As you dig deeper into the novel, you start to see some of the uglier aspects of the romanticized world of the Roaring Twenties. I wanted to take a closer look at that era we associate with social progress and jolly parties, and at 100 years since The Great Gatsby was published, it’s an interesting time to hold up a mirror and think about how far we’ve come.

 

Tell us about the character of Greta. Did any real women from the era inspire her?

I love Greta! One of my earliest readers described her as having “moxy”, and that is still my favorite characterisation of her. I think she’s an interesting character because she’s grown up living between two worlds: she has been sent to the “best” schools and coached to fit into the upper echelons of society, but at the same time she operates under a kind of outsider status due to the humble background she shares with her brother Jay, which he has tried so hard to erase.

To a large extent she lives within a bubble of privilege, and has grown up with a lot of unquestioned assumptions about the world. But she’s trying very hard to break through that bubble, and decode the more subtle truths about the world around her.

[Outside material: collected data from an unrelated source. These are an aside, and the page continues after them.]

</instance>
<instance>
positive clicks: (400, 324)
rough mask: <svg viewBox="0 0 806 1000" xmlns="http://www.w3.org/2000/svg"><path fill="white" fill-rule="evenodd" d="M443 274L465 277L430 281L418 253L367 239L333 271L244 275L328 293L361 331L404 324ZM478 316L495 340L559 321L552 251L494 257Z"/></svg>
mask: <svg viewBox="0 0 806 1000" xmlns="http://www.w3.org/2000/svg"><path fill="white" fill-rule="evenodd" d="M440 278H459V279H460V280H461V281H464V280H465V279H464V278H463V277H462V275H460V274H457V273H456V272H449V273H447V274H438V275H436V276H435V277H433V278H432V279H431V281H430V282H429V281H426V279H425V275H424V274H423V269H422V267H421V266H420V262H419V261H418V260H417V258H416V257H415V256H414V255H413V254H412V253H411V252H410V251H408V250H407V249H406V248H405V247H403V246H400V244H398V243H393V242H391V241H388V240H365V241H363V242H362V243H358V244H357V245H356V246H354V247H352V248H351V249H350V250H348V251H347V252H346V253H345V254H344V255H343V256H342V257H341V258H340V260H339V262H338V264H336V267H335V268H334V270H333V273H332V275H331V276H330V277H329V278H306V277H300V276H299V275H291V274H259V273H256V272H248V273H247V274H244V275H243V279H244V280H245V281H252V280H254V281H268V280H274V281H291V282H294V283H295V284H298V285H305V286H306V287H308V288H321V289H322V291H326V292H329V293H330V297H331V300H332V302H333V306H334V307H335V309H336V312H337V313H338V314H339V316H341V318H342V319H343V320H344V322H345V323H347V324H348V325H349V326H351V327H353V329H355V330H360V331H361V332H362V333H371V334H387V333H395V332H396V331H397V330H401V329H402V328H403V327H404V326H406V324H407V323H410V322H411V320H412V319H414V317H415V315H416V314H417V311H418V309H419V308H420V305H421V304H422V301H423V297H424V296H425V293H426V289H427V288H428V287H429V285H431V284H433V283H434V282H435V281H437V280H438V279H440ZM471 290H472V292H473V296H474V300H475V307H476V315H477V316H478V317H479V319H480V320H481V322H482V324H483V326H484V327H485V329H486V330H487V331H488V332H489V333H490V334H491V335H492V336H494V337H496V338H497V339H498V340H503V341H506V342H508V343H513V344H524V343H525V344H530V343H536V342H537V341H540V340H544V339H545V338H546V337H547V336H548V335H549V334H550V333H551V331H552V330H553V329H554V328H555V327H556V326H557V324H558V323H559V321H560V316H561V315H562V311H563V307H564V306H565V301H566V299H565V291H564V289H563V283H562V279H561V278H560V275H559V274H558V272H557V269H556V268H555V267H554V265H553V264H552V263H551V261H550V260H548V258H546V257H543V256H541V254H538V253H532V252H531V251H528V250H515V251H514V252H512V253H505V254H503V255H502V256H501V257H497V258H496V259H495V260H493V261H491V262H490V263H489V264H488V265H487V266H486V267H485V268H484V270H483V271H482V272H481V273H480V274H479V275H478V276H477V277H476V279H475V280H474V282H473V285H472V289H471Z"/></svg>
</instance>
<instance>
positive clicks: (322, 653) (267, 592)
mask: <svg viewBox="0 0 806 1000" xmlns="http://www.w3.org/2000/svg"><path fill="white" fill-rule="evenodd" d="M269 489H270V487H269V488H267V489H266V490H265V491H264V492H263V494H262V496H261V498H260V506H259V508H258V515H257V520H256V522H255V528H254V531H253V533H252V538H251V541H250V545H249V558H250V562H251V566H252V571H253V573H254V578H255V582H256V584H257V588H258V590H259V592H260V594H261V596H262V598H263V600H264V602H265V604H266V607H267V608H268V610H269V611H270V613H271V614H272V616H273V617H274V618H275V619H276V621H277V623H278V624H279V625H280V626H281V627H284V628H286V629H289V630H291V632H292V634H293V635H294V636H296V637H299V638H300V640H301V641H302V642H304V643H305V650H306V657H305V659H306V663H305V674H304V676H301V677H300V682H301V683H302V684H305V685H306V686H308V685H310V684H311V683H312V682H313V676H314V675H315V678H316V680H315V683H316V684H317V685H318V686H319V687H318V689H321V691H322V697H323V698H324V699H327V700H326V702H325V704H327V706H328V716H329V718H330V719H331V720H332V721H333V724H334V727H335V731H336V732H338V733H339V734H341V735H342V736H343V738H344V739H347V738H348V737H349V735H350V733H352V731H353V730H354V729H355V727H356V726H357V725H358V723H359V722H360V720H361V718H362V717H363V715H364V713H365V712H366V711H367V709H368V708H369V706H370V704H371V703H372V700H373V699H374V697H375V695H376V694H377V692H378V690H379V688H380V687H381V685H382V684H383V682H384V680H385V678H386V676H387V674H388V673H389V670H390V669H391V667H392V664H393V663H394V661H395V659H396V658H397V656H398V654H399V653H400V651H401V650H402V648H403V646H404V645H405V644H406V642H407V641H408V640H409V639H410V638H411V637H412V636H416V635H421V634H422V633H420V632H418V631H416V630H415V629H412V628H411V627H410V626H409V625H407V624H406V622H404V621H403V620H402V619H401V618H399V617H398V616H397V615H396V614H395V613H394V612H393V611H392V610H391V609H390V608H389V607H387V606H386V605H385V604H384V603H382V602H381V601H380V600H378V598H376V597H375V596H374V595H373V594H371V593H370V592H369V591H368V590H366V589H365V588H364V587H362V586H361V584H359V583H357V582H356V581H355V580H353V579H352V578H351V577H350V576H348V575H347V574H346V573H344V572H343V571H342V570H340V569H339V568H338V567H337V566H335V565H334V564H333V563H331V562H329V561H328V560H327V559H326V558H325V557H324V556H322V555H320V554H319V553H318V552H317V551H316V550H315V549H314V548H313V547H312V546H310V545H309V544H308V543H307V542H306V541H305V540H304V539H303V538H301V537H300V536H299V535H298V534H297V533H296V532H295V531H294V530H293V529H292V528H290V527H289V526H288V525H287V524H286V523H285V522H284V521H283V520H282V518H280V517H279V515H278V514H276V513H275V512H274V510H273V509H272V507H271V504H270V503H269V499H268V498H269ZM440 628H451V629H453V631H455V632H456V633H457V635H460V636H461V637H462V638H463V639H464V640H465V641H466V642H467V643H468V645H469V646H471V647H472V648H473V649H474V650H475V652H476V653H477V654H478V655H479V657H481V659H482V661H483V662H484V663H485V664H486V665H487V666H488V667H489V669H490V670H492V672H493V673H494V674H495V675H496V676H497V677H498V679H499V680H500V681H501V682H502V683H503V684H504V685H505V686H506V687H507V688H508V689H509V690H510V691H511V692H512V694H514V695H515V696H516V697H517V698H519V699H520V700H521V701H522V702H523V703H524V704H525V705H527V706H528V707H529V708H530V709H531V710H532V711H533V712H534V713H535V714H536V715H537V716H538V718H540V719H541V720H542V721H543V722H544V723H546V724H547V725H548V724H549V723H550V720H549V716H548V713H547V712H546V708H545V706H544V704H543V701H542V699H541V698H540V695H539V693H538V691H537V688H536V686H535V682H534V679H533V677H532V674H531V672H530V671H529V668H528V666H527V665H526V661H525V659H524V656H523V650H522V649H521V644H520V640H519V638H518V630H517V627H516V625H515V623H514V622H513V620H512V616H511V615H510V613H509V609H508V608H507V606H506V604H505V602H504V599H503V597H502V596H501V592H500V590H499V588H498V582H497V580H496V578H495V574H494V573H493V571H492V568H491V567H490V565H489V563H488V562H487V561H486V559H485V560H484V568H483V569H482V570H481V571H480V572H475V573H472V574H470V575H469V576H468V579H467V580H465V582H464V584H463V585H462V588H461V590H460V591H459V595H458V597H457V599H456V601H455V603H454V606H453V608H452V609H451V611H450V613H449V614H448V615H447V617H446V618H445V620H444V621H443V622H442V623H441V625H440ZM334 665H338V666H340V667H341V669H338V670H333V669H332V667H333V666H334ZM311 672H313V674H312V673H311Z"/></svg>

She’s mainly pure invention, but while writing her I did keep in mind some of her idols, such as journalists Nelly Bly and Annie Laurie, who were huge pioneers in their day, not just as careerwomen and courageous journalists, but as voices of conscience who spoke up against some grave injustices of the era. I also thought of Zelda Fitzgerald a lot, although I don’t see Greta as a Zelda figure. But I tried to channel her a bit more when thinking about other female characters, namely Jordan Baker and Daisy Buchanan. 

 

When did you first read The Great Gatsby, and why is it a novel that’s stayed with you?

I read it on holiday the summer I was fourteen. It was such a short, slim novel, I didn’t expect it to do much! But I became so immersed in it, and felt a strange restlessness when I got to the last page. It felt like it had all ended too soon, and that I needed to go back to the beginning and read it all again, only slower and more carefully! There’s something about the novel that makes you want to revisit it. It feels true on some deep level, the way myths and fairy tales feel archetypally true. And it’s about such universal things - beauty and truth and loss and self-deception.

 

In your author’s note, you write about wondering what a female character might notice that Nick Carraway doesn’t. What were those?

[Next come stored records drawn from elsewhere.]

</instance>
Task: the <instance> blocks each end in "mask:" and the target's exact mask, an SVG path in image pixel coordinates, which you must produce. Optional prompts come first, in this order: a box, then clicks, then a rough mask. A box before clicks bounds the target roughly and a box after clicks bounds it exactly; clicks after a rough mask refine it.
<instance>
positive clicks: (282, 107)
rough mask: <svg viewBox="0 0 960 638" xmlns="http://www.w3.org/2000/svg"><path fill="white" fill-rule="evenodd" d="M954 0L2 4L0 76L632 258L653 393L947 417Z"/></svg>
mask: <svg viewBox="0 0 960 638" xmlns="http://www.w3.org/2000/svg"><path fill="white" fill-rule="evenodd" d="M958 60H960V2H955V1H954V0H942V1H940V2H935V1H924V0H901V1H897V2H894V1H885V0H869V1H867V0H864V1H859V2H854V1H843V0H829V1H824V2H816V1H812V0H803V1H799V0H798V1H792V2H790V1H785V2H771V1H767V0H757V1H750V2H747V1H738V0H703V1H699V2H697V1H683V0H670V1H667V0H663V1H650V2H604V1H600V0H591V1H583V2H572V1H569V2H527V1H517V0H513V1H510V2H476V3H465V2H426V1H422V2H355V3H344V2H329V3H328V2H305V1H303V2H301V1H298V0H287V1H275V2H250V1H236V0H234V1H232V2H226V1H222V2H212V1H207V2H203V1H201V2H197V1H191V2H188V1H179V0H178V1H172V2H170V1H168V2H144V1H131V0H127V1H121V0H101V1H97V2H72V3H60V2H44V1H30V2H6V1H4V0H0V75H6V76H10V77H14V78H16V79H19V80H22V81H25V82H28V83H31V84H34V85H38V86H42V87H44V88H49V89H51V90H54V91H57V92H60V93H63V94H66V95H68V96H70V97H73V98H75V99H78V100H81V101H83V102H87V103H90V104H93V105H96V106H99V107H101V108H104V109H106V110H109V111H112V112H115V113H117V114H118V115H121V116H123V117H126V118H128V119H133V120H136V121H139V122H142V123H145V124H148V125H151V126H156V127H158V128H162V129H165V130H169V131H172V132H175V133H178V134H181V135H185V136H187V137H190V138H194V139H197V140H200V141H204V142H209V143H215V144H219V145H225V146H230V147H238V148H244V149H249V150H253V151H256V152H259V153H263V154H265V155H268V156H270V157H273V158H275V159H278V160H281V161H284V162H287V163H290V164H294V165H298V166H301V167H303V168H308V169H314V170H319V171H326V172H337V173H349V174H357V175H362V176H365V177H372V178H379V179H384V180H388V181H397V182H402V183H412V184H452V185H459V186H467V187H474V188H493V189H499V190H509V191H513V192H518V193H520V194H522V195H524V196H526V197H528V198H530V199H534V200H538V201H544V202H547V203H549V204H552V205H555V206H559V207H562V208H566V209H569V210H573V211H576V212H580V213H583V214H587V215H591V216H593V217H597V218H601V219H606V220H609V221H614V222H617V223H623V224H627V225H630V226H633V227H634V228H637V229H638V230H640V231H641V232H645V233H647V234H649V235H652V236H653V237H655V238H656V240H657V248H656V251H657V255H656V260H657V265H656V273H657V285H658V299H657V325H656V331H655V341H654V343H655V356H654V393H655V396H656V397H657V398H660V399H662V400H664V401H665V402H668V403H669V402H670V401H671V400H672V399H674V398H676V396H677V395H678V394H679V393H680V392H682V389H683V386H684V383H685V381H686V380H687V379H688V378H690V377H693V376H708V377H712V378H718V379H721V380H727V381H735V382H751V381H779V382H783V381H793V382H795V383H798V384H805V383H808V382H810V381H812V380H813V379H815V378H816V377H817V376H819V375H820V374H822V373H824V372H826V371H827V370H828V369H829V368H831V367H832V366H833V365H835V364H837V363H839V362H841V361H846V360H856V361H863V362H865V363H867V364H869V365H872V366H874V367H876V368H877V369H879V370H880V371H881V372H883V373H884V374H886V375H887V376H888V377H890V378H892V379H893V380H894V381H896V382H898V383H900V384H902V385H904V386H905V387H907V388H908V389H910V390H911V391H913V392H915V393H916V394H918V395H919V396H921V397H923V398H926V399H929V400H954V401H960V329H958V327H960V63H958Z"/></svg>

Nick Carraway of course is our perspective on The Great Gatsby; it’s through his eyes that we observe the world. He’s a wonderful narrator and comes across as a broad-minded individual. But he is also a man from a well-pedigreed background, so he is on the right side of the gender and class and race power systems. Inevitably, there are things he takes for granted. Greta’s experience is also skewed towards privilege, but as a woman in the 1920s, she has more cause to notice (and resent) the ways that society restricts her freedoms, and from there, she starts noticing the ways that society restricts other people’s freedoms, too - much more harshly, in some cases, than it restricts hers.

Being a woman, she also has opportunities for interaction that Nick doesn’t necessarily have. Women were expected to move in the domestic sphere, and absent a more senior figure, Greta functions as the woman of the house. This makes it normal for her to spend time “below stairs”, talking with the servants. She is far more aware of their realities than her brother is. She is also more likely to be underestimated or overlooked: whereas Nick and Jay, as men, are expected to hold forth and be center stage, it is much easier for Greta to slip away unnoticed.

 

The Great Gatsby still resonates in the modern day. Why do you think the fascination endures, and are there any lessons or learnings we should be taking from the book?

In The Great Gatsby, there’s a sense of peeking in on a world of extraordinary glamor and luxury. It’s probably the same instinct that draws people towards celebrity magazines! But also, it’s a deep critique of the culture that insulates and romanticises that kind of elitism and social disconnect. Unfortunately, we’ll probably have a lot to learn from that for the forseeable future.